Best known to television audiences as Baltimore street criminal Michael Lee from the critically acclaimed HBO series “The Wire,” young actor Tristan Wilds is showing a very different side in his new role on “90210.” (Photo courtesy of the CW)

When it comes to a change of scenery, no actor on television has Tristan Wilds beat this fall.

The young New Yorker will be making the transition from the gritty drama of the critically acclaimed HBO series “The Wire” to the West Coast glitz and soap opera antics of “90210,” the CW spin-off of Fox’s 1990s hit “Beverly Hills 90210.”

The contrasts are sharp. On “The Wire,” Wilds played brooding, stone-cold Baltimore street criminal Michael Lee, who kept his own counsel in a world of poverty and urban blight. He was surrounded by many other actors of color portraying some of the most realistic stories ever seen on television.

Beginning with the Sept. 2 premiere of “90210,” Wilds will portray Dixon Mills, an outgoing, funny, basketball player who is the adopted son of the all-white Wilson family. The Wilsons have moved from Kansas to Beverly Hills where they live in an opulent mansion. Dixon attends a mostly white school with his sister, Annie.

“I wanted to show that I wasn’t just a street kid from Baltimore’s corners,” said Wilds, a native of Staten Island, N.Y., during a recent interview in Los Angeles. “I wanted to show that I have a broader range than that. It’s fun because in a sense I can put more of myself inside the character. I can be more fun, I can laugh more, I can smile more, I can joke around with my friends. I can be the ladies man.”

Plus, the 19-year-old added with a laugh, “I don’t have to shoot anybody in the head.”

“90210” executive producers Jeff Judah and Gabe Sachs said they were huge fans of “The Wire” and of Wilds’ turn as Michael.

“From day one, we pursued him,” said Judah. “When he did his audition in New York, I called him and talked him through it a bit, and we listened on the phone while he did it. And then we gave him some notes and he blew it out. And then when he got cast, I actually drove him to the cast shoot.”

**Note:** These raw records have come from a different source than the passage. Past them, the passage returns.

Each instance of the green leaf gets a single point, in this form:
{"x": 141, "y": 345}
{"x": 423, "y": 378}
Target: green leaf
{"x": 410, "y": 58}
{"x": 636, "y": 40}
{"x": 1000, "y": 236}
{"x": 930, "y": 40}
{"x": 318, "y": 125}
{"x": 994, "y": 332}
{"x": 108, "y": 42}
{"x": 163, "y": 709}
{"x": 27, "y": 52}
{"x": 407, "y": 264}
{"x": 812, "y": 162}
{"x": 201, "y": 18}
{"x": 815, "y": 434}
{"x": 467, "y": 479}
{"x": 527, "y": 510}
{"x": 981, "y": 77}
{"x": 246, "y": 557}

On the entire drive, Judah joked, he peppered Wilds with questions and showered him with praise until Wilds must’ve thought he was crazy.

Wilds was used to that reaction, however. While “The Wire” was not a huge commercial success in terms of ratings, those who did watch were devoted. Some, however, couldn’t always separate character from actor, leading to some awkward situations with fans caught between eagerness to compliment him and fear of his character.

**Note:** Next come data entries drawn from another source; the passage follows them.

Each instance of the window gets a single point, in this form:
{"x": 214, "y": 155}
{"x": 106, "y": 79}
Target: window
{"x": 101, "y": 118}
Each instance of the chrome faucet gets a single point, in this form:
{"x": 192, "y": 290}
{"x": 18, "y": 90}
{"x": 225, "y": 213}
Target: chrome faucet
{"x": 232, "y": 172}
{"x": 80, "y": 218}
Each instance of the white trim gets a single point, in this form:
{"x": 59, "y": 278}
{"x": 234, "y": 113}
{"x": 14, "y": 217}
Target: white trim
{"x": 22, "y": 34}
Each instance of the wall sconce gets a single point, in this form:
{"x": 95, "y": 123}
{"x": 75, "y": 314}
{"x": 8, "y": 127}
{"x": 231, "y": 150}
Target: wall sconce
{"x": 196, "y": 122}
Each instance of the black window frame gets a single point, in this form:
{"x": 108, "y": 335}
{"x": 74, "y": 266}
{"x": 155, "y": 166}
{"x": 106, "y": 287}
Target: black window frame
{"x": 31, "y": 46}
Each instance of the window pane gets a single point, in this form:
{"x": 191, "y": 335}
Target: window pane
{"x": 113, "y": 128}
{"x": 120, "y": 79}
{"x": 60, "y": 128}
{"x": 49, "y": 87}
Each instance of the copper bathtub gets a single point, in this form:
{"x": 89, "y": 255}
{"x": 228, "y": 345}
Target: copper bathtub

“People still come up to me,” he said. “I’ve gotten so many people who say, ‘I loved you so much on “The Wire,”’ and [then] scoot over.”

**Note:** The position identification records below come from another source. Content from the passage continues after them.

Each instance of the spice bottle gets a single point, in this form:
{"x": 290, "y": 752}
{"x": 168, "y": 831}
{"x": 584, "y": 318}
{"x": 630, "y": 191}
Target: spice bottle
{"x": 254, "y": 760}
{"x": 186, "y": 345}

Although thousands of miles and piles of money separate his “Wire” and “90210” characters, when it comes to the core of who they are, the distance isn’t so large, according to Wilds.

“When Dixon was young, he was jumping from group home to group home all over and he landed in Kansas,” Wilds explained. “And in Kansas he got into a little trouble to where the group home was going to send him to another group home that was like a juvenile detention center, so the Wilsons came in and saved him and adopted him.

“It’s different from ‘The Wire,’ but you get to feel a sense of Michael inside of Dixon. They both went through some bad things when they were kids, but Dixon got saved at a time when Michael needed to be saved.”

The makeup of his new TV family is a positive sign to Wilds, who, along with Judah and Sachs, said that race will not be a major issue on the show.

“To see where we come from and the past that we had to now even in Beverly Hills we’re colorblind, it feels like we’re making progression,” said Wilds.

The young actor is certainly making progress. In addition to “90210,” Wilds will appear in the upcoming adaptation of Sue Monk Kidd’s acclaimed novel “The Secret Life of Bees,” opposite Dakota Fanning, Queen Latifah, Jennifer Hudson and Alicia Keys.

“I just started working when I was 15, so to get on ‘The Wire’ when I turned 16 was a big thing for me,” he said. “And then to have this planted on me, the only thing I could do is thank God.”

Sarah Rodman is a staff music critic for the Boston Globe.